Sein Blick war starr auf mich gerichtet.

Jetzt ganz von der Angst eingenommen öffnete ich die Tür rechts von mir, stolperte ins Bad und knallte die Tür hinter mir zu.
Sofort wirbelte ich herum und riss das Fenster auf. Innerlich dankte ich Gott, dass ich beim Wohnungskauf unbedingt ein Bad mit Fenster wollte.
Es ging immernoch ein stürmischer Wind und meine braunen Haare wehten mir ins Gesicht.
Schnell strich ich sie zur Seite und schwang beide Beine aus dem Fenster.

Wenn ich es über den Vorsprung bis zur Feuerleiter schaffe...

Einmal holte ich noch tief Luft, dann setzte ich meine Füße auf den Vorsprung.
Mit den Händen hielt ich mich an der Hauswand fest und zog mich Schritt für Schritt voran. Ich litt zwar nicht unter Höhenangst aber dennoch versuchte ich die drei Stockwerke unter mir zu ignorieren.

"Tief durchatmen, du schafft das Ana", versuchte ich mir Mut zuzureden.
Hinter mir hörte ich das Geräusch von zersplitternden Glas. Ruckartig wand ich meinen Kopf zurück zu meinem Badezimmerfenster und sah gerade noch, wie einige Glasscherben nach unten fielen. Dann tauchte im Rahmen des nun zerstörten Fensters der Kopf meines Verfolgers auf. Als seine stechend blauen Augen meine trafen, war meine Ruhe mit einem Mal verschwunden und die Panik erfasste mich erneut.
Ich beeilte mich, schneller zur Feuertreppe zu kommen und verlor dabei kurz mein Gleichgewicht.
Mein rechter Fuß schnappte ab und ein kleiner Schrei löste sich aus meiner Kehle.
Adrenalin strömte durch meinen Körper. Mit den Händen zog ich mich wieder an der Hauswand empor und atmete erstmal tief durch.
Nach einem kurzen Blick zurück bemerkte ich, das dieser kranke Kerl nicht mehr im Fensterrahmen stand.

Okay, so weit, so gut.

Nach ein paar weiteren Schritten, die ich nun wesentlich vorsichtiger machte, kam ich am Wohnzimmerfenster meiner Nachbarin  vorbei.
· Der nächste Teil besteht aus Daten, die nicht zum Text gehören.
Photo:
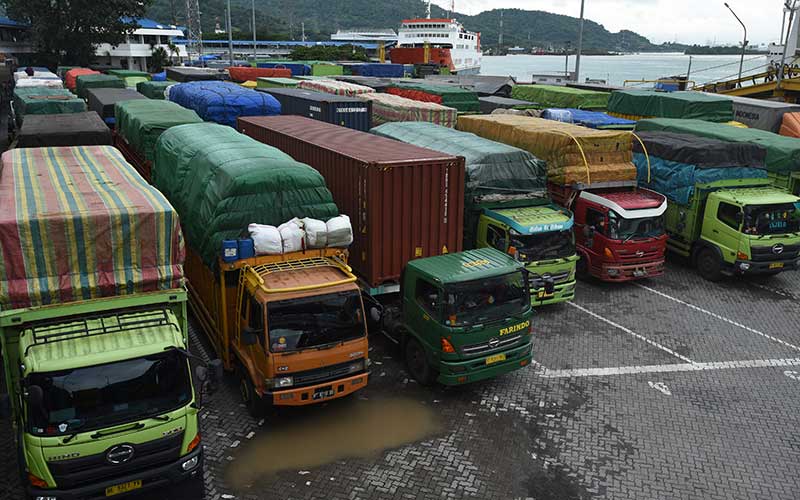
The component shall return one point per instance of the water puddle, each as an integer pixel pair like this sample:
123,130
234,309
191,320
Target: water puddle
355,429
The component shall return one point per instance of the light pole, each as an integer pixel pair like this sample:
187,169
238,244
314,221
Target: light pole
744,42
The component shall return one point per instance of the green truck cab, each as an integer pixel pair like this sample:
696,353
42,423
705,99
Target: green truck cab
736,226
539,236
462,317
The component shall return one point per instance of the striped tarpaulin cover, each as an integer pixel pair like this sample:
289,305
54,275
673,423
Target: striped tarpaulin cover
78,223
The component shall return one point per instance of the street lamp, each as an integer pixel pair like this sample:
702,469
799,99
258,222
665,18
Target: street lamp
744,42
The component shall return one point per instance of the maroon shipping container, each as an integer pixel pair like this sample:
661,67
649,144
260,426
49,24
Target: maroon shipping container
404,201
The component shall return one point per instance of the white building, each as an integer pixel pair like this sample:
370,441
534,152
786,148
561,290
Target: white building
136,50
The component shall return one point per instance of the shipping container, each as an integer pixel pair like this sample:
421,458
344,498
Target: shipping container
350,112
404,201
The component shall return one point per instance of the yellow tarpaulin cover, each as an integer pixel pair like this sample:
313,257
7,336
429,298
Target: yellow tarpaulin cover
573,154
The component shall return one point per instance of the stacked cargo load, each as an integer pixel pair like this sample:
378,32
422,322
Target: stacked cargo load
561,97
388,108
221,181
574,154
465,101
73,129
672,163
492,168
44,101
70,78
247,73
405,202
641,104
154,90
223,102
335,87
350,112
99,81
64,244
140,122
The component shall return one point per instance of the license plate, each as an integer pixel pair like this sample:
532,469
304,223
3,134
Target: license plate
495,358
323,392
123,488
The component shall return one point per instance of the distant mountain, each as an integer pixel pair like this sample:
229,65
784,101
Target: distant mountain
281,19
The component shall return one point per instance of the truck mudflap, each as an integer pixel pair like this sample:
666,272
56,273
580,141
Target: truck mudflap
630,272
146,480
484,367
331,389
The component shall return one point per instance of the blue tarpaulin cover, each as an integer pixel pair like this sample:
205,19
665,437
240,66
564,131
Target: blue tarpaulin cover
591,119
223,102
297,69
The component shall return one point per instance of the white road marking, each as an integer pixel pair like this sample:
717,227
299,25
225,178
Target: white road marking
661,387
717,316
669,368
631,332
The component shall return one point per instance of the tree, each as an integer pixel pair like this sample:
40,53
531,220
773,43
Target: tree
67,32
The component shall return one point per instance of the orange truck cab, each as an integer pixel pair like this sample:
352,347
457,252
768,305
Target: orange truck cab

Hoffentlich schaut sie jetzt nicht raus und denkt, dass irgendeine verrückte, gestörte Person sich vor ihrer Wohnung das Leben nehmen will.
Doch jetzt eröffnete sich mir ein neues Problem. Wenn ich am Fensterbrett vorbei wollte, konnte ich mich nicht mehr richtig an der Hauswand festhalten.
Ich schaffe das, ich schaffe das.
Wie ein Mantra wiederholte ich diese drei Wörter immer und immer wieder.
Ich hatte gerade die Hälfte des Fensters geschafft, als sich plötzlich zwei Arme um meine Taille schlossen und mich mit einem Ruck nach hinten zogen.

Wieder konnte ich einen überraschten Aufschrei nicht unterdrücken.
Ich wurde losgelassen und herum gewirbelt. Und schaute geradewegs in zwei strahlend blaue Augen. Doch noch bevor mich die Panik erneut überkommen oder ich mir einen Fluchtplan ausdenken konnte, hob der Kerl seine Hand und legte sie auf meine Schulter.

Kurz wurde mir schwarz vor Augen und mein Magen schlug ein Salto, doch schon im nächsten Moment war es vorbei und ich konnte wieder etwas sehen.
Was war das denn?

Ich kniff meine Augen zusammen und sah um. Es war eindeutig ein Zimmer. Und es war eindeutig nicht mehr meine Wohnung.